Exosomes from CD133(+)CD271(+) human urine-derived stem cells combined with a novel photosensitive hydrogel promote repair after spinal cord injury.

BACKGROUND: Failed regeneration following severe spinal cord injury (SCI) results from both the limited intrinsic regenerative capacity of adult neurons and an inhibitory local microenvironment. Exosome-based cell-free therapy derived from stem cells is a safer and more promising regenerative strategy. In this study, we isolated extracellular vesicles from a urine-derived stem cell subpopulation and incorporated them into an injectable, photosensitive, and highly biocompatible methacrylated carboxymethyl chitosan (CMCSMA) hydrogel to investigate their therapeutic potential for promoting functional recovery after SCI and to elucidate the underlying mechanisms. METHODS: Human urine-derived stem cells (hUSCs) were initially isolated and cultured from human urine samples. The CD133(+)CD271(+) subpopulation (CD133(+)CD271(+)hUSCs) was identified and sorted using flow cytometry. Exosomes derived from this stem cell subpopulation (hUSC-sExos) were subsequently isolated from cell culture supernatants and characterized by transmission electron microscopy (TEM), nanoparticle size analysis, and Western blotting.
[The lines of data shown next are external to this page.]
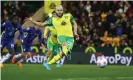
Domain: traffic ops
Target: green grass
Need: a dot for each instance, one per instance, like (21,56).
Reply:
(66,72)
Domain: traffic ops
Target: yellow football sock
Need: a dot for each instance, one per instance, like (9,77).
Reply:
(65,50)
(55,59)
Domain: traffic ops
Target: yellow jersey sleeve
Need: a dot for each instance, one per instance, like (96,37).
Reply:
(46,31)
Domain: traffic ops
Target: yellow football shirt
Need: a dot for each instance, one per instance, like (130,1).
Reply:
(63,25)
(53,34)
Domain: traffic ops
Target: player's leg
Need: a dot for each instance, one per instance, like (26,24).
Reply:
(10,47)
(50,49)
(62,42)
(26,52)
(68,44)
(1,59)
(22,54)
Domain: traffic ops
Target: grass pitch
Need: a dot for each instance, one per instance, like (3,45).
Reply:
(66,72)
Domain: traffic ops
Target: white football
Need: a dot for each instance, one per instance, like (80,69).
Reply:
(101,61)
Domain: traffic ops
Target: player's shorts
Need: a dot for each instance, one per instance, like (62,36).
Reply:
(26,47)
(67,39)
(53,47)
(7,42)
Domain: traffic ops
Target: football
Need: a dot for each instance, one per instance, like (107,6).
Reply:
(101,61)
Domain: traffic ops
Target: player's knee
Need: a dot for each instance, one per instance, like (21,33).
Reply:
(49,51)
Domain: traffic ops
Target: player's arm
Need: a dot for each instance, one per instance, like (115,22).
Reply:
(46,30)
(74,24)
(40,24)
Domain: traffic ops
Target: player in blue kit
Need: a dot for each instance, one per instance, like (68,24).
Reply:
(7,37)
(30,34)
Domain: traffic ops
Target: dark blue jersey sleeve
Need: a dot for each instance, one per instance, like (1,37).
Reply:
(40,36)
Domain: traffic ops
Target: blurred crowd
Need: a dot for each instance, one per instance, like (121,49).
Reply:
(21,8)
(93,18)
(96,17)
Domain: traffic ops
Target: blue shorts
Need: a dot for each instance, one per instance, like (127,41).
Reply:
(7,42)
(27,47)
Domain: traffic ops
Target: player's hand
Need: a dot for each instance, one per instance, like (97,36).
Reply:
(29,19)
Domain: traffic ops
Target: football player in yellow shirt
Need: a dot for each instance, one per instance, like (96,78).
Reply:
(52,44)
(63,24)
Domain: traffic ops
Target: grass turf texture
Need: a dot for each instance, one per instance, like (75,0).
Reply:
(66,72)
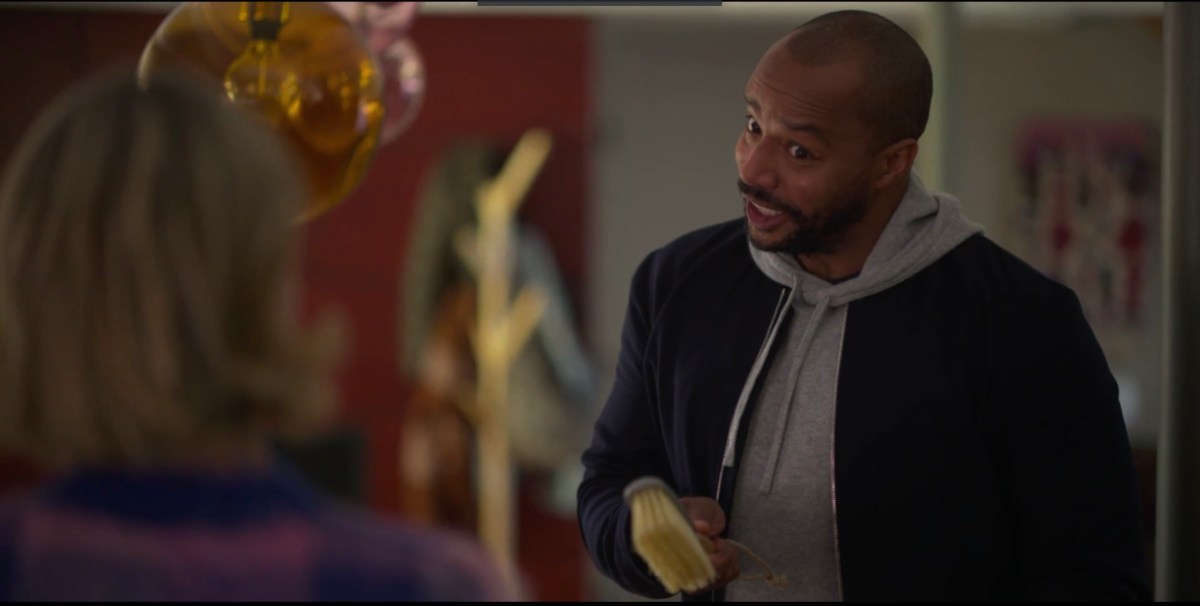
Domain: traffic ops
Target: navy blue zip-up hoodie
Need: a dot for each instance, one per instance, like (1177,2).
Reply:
(981,450)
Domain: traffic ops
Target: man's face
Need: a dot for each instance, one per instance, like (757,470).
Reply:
(803,155)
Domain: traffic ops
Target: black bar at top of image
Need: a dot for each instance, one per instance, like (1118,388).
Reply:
(598,4)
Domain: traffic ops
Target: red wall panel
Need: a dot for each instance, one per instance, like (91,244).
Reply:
(486,77)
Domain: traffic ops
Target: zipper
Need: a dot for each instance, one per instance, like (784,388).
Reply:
(833,457)
(771,329)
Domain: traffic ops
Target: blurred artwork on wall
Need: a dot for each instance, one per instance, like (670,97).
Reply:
(1089,214)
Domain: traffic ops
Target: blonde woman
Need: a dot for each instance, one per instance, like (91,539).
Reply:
(150,346)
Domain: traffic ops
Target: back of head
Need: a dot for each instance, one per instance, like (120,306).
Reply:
(898,78)
(147,252)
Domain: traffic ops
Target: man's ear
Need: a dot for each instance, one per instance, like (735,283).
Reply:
(894,162)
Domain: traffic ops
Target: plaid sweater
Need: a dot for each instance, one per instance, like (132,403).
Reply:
(114,535)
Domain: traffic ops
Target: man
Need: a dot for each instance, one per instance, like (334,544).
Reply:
(853,382)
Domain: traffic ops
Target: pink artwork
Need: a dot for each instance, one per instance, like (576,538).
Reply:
(1090,205)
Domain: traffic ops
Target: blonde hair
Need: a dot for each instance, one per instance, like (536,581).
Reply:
(148,252)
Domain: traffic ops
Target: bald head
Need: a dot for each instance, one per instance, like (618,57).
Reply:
(898,83)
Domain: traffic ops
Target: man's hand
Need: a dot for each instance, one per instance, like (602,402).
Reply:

To achieve localized sustained delivery, we developed a novel CMSCMA-sExo hydrogel composite scaffold using a photosensitive CMSCMA hydrogel as the carrier matrix and systematically evaluated its therapeutic efficacy through integrated in vivo and in vitro studies to assess microvascular regeneration, blood‒spinal cord barrier functional restoration, neural remodeling, and ultimately neurological functional recovery. RESULTS: The hUSCs were positive for CD29, CD44, CD73 and CD90 but negative for CD34 and CD45. Compared with hUSCs, the CD133(+)CD271(+)hUSC subpopulation exhibited significantly enhanced proliferative capacity and trilineage differentiation potential, indicating greater stemness characteristics. Further investigation revealed that the novel CMSCMA-sExo hydrogel composite scaffold significantly improved the tube formation and migration capacity of spinal cord microvascular endothelial cells, promoted microvascular regeneration, enhanced axonal regeneration and synaptic remodeling, and ultimately led to functional neurological recovery. CONCLUSION: The novel injectable CMSCMA-sExo hydrogel composite scaffold may represent a promising therapeutic approach for treating SCI using urine-derived stem cell subpopulation exosomes.